Tal abordagem permite a detecção de eventos de fluxo gênico histórico, podendo

discriminar padrões genéticos causados por eventos de fluxo gênico atual ou ancestral

(Schaal et al., 1998). Também fornecem informações que permitem o entendimento da

evolução das diferentes linhagens e sua relação com os eventos históricos de

colonização, determinantes de sua diversificação (Olsen & Schaal, 1999).

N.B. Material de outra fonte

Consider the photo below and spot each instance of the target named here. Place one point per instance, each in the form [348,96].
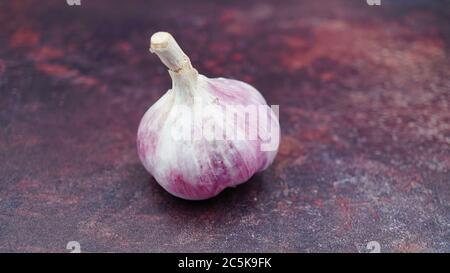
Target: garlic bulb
[204,135]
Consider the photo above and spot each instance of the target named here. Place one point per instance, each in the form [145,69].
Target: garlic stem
[170,53]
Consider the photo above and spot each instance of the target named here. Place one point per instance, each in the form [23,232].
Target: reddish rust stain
[24,37]
[57,70]
[45,53]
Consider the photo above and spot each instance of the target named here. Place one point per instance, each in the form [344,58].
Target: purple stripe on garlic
[204,135]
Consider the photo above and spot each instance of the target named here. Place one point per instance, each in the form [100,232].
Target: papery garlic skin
[200,168]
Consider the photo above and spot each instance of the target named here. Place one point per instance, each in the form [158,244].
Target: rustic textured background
[364,95]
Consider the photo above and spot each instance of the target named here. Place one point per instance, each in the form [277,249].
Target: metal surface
[364,95]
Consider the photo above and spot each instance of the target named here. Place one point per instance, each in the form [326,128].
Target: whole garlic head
[204,135]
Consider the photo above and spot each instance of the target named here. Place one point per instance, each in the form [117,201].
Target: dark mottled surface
[364,95]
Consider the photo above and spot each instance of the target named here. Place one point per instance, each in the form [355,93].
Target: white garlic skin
[197,169]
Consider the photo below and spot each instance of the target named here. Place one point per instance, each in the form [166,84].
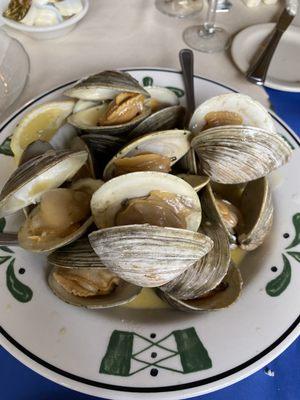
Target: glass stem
[209,24]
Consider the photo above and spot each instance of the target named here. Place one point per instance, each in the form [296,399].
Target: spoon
[186,58]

Estudos filogeográficos na Mata Atlântica relatam populações do nordeste do

Brasil como um componente filogeográfico distinto daqueles localizados no Sudeste e

4

Sul (Lira et al., 2003; Andrade et al., 2007; Cabanne et al., 2007; Carnaval et al., 2009,

Ramos et al., 2009; Zolet, 2009; Ribeiro et al., 2011), e uma recente expansão para o

Sul da Mata Atlântica (Cabanne et al., 2007; Palma-Silva, 2008; Carnaval et al., 2009;

Zolet, 2009). Padrões filogeográficos observados em espécies animais têm mostrado a

existência de uma descontinuidade genética na parte central da Mata Atlântica, que vai

do estado da Bahia em direção ao estado de São Paulo: aves (Xiphorhynchus fuscus;

Cabanne et al., 2007), pequenos mamíferos (Matachirus nudicaudatus; Costa, 2003),

preguiças (Bradypus torquatus; Lara-Ruiz, et al., 2008, Bradypus variegates; Moraes-

Barros et al., 2006), serpentes (Brothrops jararaca; Grazziotin et al., 2006). Estes

estudos mostram que existe uma divergência marcante que separa geneticamente

populações do Nordeste (Bahia) das populações do sudeste da Mata Atlântica (Espírito

Santo, Rio de Janeiro e São Paulo). Nestes trabalhos, o ponto de divisão genética

localiza-se na região entre as Bacias do rio Doce (Espírito Santo) e do rio Jequitinhonha

(Bahia). Em espécies vegetais, alguns trabalhos também têm identificado esta

descontinuidade genética ao longo da Mata Atlântica com quebra filogeográfica

localizada principalmente na parte central da Mata Atlântica (Lira et al., 2003; Ramos et

al., 2009; Novaes et al., 2010; Ribeiro et al., 2011). Entretanto, este ponto não é

consenso, pois ainda são poucos os estudos, para espécies vegetais desta região da Mata

atlântica.

A persistência de uma unidade filogeográfica no nordeste, distinta do sul-sudeste

(Moraes-Barros, 2006; Cabanne et al., 2007; Ramos et al., 2009; Zolet, 2009; Ribeiro et

al., 2011) também foi identificada em estudos de modelagem climática que relatam a

região central da Bahia e uma pequena área em Pernambuco como refúgios florestais,

prováveis áreas de maior estabilidade climática durante o Quaternário (Carnaval &

Moritz, 2008; Carnaval et al., 2009). No entanto, resultados divergentes foram

encontrados para Plathymenia reticulata (Novaes et al., 2010). No caso dessa espécie

vegetal, todas as populações da Bahia, inclusive as do norte do Espírito Santo e nordeste

de Minas Gerais, apresentaram o mesmo haplótipo. Estes resultados sugerem a hipótese

que diferentes espécies podem ter respondido de forma diferente às oscilações

Climáticas do Quaternário.

No sudeste do Cerrado, a filogeografia de duas espécies de árvores, Caryocar

brasiliense (pequi - Colevatti et al., 2003) e Hymenaea stigonocarpa (jatobá do cerrado

- Ramos et al., 2007) revelou a evidência de colonização recente do sul do Cerrado, a

partir de fontes do Norte, que compreende a região Central-Norte de Minas Gerais.

5

Estes estudos têm sugerido que a redução do sudeste do Cerrado, durante a fase de

contração das florestas tropicais no pleistoceno, teve forte influência na atual estrutura

genética de espécies de árvores nesta parte do Neotrópico.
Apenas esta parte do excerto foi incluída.